The recombinant Escherichia coli O9:H4 Spermidine export protein MdtJ has the following structural characteristics:

• Protein length: 121 amino acids

• Amino acid sequence: MYIYWILLGLAIATEGTLSMKWASVSEGGFILMLVMISLSYIFLSFAVKKIALGVAYALWEGIGIFITLFSVLLFDESLSLMKIAGLTTLVAGIVLIKSGTRKARKPELEVNHGAV

• Membrane topology: Four transmembrane segments with most functional residues facing the cytoplasm

• Critical functional residues: Tyr4, Trp5, Glu15, Tyr45, Tyr61, and Glu82

• Protein family: Member of the small multidrug resistance (SMR) family of transporters

• Tags: Recombinant MdtJ can be produced with various tags (such as HA3 tag) for detection and purification purposes. The tag type is typically determined during the production process

• Storage conditions: Optimal storage is at -20°C, with extended storage at -20°C or -80°C. Working aliquots can be stored at 4°C for up to one week

• Buffer compatibility: Typically stored in Tris-based buffer with 50% glycerol, optimized for protein stability

These structural characteristics influence the protein's function as a spermidine exporter and its interaction with MdtI to form a functional transport complex.

What experimental evidence supports the specificity of MdtJI for spermidine export?

Several lines of experimental evidence support the specificity of the MdtJI complex for spermidine export:

• Cell viability studies: Expression of mdtJI significantly increased the viability of spermidine acetyltransferase-deficient E. coli cells (strain CAG2242) when cultured with 2 mM spermidine, demonstrating that MdtJI can protect cells from spermidine toxicity .

• Polyamine content analysis: When the spermidine and putrescine contents were measured in E. coli CAG2242 cultured with 2 mM spermidine, cells transformed with mdtJI showed significantly reduced intracellular spermidine accumulation compared to control cells, while putrescine levels remained largely unchanged .

• Direct transport measurements: Excretion of accumulated [14C]spermidine was observed in cells transformed with pUC mdtJI but not in cells carrying only the vector.
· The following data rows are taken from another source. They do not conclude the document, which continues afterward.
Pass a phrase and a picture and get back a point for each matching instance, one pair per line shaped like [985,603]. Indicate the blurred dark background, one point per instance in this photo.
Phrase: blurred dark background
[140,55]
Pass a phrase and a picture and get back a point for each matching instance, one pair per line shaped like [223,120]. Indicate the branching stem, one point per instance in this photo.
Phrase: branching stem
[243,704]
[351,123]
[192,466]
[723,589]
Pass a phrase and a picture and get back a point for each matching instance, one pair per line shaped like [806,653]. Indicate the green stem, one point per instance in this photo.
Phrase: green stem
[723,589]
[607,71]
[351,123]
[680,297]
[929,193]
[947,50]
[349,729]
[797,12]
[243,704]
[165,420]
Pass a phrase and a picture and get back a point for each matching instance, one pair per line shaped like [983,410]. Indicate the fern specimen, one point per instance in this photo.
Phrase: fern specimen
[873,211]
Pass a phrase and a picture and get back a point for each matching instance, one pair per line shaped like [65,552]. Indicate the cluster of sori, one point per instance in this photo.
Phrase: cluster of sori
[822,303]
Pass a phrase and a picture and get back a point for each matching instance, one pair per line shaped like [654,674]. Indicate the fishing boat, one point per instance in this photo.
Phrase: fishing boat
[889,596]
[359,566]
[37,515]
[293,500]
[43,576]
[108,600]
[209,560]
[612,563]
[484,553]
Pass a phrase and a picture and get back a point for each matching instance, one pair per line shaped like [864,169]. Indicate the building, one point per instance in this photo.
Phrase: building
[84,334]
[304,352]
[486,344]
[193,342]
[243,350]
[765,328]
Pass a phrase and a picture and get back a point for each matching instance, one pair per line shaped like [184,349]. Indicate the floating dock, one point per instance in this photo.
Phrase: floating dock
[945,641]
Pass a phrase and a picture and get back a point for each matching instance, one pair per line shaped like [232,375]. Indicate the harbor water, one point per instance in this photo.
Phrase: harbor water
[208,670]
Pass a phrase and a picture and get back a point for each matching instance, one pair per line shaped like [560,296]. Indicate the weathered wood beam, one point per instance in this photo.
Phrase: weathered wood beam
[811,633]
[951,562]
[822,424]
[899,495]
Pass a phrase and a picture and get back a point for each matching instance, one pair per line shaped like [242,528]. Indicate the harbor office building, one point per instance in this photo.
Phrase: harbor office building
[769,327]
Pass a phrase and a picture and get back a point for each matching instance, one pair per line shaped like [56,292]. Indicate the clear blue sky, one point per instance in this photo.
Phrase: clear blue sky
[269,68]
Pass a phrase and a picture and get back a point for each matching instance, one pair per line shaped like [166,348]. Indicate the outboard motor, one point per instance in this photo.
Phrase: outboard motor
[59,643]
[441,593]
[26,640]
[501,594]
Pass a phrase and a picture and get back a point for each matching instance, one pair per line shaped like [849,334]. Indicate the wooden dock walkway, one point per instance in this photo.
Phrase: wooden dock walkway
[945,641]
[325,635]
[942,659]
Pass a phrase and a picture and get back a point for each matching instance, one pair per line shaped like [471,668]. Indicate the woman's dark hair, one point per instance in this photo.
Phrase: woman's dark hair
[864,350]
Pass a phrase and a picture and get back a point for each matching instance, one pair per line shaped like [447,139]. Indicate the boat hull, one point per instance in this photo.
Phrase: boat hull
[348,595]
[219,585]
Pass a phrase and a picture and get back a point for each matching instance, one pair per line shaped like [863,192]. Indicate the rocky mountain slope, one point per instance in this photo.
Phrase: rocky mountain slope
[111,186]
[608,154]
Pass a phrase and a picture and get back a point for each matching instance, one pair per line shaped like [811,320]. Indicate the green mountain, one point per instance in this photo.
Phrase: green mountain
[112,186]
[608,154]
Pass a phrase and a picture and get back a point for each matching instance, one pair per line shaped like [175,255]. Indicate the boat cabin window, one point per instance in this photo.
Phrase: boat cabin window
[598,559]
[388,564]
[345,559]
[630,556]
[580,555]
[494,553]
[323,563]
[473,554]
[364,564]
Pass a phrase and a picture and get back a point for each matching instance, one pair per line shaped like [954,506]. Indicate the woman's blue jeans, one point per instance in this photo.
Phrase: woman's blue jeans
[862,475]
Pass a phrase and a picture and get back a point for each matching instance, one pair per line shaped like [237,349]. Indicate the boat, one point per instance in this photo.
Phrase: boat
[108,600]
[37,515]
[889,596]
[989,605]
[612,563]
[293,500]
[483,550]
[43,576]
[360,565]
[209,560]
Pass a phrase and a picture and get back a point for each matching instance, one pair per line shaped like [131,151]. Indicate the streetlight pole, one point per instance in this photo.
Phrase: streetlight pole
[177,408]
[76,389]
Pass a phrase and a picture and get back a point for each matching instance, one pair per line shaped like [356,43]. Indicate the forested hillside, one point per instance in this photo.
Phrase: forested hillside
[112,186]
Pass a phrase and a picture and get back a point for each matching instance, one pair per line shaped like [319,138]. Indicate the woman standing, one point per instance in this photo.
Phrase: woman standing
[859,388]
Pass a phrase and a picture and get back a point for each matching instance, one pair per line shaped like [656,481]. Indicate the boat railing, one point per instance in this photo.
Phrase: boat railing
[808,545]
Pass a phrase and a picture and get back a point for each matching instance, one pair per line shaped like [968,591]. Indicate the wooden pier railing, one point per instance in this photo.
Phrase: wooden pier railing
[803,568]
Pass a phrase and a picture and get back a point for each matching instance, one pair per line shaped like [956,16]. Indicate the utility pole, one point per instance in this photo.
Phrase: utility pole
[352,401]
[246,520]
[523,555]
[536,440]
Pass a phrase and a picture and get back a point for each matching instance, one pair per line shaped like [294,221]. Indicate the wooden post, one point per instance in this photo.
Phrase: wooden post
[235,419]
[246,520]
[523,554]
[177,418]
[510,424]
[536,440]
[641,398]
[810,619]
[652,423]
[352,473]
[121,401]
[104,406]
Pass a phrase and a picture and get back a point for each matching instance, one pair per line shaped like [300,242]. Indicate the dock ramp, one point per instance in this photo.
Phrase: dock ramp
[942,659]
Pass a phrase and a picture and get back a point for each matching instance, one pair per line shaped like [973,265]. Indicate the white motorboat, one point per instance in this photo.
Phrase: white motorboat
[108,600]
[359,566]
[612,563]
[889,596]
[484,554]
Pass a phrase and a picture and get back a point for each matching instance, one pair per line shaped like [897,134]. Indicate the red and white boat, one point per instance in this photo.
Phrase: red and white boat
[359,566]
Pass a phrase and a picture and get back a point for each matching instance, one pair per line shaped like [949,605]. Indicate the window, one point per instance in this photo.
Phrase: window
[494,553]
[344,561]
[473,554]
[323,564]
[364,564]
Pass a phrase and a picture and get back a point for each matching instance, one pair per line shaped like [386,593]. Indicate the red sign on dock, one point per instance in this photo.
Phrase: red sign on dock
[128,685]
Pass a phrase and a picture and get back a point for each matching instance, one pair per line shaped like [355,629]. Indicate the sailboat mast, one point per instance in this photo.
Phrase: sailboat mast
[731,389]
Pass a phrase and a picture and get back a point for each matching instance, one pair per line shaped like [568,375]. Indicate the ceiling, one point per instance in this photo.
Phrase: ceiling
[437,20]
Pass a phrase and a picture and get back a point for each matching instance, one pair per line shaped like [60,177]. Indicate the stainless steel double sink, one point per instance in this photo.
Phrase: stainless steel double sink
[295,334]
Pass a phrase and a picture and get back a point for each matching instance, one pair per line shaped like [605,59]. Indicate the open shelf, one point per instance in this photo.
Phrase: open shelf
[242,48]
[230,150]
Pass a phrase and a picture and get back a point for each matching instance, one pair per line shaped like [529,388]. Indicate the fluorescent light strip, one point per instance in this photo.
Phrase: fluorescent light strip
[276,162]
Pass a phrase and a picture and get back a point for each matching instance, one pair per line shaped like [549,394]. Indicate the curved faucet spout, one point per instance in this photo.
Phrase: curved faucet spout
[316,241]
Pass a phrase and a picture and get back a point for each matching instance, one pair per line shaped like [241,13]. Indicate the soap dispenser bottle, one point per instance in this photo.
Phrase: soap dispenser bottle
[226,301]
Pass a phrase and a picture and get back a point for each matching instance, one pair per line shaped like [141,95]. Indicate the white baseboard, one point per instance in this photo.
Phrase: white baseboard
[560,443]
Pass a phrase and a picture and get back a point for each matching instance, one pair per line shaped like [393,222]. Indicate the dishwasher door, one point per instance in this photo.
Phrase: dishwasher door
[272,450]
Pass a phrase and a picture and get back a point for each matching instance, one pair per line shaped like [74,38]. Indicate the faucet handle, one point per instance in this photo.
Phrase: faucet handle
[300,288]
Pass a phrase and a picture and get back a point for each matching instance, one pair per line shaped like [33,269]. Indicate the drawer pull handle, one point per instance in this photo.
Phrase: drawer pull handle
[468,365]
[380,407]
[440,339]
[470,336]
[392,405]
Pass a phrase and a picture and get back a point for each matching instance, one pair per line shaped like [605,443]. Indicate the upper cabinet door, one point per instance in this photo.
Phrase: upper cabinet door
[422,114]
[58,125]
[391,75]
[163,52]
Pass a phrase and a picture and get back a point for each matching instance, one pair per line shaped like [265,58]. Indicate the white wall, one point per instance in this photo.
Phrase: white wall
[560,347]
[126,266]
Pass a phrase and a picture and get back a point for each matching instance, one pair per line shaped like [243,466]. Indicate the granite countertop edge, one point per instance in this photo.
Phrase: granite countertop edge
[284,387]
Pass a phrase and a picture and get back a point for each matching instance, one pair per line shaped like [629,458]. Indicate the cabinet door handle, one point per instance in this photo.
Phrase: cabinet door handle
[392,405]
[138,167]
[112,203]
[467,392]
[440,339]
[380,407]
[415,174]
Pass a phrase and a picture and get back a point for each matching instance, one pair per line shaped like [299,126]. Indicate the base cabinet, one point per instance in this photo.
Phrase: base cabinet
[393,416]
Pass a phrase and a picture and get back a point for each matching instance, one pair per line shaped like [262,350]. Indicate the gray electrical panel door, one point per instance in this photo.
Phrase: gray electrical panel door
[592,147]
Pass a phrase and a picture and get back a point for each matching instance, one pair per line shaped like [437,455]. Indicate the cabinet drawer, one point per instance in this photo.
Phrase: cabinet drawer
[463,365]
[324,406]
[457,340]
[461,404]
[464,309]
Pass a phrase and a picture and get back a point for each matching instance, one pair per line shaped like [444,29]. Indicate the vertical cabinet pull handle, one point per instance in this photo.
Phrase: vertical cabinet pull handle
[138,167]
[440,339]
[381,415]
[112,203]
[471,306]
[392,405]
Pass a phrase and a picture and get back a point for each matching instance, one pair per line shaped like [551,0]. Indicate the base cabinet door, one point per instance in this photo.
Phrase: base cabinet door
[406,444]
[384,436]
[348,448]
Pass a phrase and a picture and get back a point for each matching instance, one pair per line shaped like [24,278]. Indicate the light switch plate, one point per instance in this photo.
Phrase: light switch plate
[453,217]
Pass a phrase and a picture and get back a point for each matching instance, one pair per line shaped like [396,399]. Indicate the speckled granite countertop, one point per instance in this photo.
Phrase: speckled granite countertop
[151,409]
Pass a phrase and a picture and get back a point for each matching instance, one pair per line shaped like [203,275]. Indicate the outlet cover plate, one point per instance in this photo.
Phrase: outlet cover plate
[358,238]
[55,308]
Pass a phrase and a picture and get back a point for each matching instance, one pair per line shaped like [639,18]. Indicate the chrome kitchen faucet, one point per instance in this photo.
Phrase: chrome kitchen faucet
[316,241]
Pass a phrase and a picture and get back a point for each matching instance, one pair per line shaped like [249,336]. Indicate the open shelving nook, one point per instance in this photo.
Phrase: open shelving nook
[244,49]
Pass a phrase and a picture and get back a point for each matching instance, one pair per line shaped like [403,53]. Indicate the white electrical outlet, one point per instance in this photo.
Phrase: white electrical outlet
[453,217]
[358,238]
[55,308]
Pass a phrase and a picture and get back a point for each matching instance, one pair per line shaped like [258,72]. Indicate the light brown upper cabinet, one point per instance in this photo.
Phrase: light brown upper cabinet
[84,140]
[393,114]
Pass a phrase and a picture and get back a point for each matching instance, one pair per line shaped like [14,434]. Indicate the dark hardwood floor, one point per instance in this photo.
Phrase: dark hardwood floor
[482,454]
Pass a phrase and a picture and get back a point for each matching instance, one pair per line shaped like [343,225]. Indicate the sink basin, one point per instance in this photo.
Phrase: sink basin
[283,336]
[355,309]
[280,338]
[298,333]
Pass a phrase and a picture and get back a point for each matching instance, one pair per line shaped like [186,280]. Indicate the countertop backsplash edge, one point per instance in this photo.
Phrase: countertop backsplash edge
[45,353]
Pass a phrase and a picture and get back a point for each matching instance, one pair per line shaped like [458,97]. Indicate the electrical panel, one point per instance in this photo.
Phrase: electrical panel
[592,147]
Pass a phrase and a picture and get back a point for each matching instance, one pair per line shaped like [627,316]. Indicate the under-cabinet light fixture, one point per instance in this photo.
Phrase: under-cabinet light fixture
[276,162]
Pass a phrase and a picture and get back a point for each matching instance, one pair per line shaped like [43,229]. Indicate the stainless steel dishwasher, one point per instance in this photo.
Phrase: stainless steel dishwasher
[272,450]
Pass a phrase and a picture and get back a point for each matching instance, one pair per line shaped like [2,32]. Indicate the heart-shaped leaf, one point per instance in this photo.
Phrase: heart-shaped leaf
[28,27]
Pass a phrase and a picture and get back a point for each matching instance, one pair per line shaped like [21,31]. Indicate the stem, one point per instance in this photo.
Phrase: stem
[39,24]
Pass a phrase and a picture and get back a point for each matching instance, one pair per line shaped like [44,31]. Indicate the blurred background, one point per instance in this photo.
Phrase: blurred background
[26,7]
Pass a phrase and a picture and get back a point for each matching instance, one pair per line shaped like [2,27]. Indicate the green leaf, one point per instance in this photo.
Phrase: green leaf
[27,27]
This was confirmed by measuring increased spermidine levels in the reaction mixture after removal of cells by centrifugation .

• Specificity testing: Among 33 putative drug transporters tested, only the MdtJI complex conferred significant protection against spermidine toxicity, indicating specificity for spermidine export .

• Putrescine export: In addition to spermidine, MdtJI has been shown to promote the excretion of putrescine, the spermidine precursor, suggesting broader specificity for polyamines but still within this chemical class .

This body of evidence firmly establishes the MdtJI complex as a dedicated polyamine exporter with primary specificity for spermidine.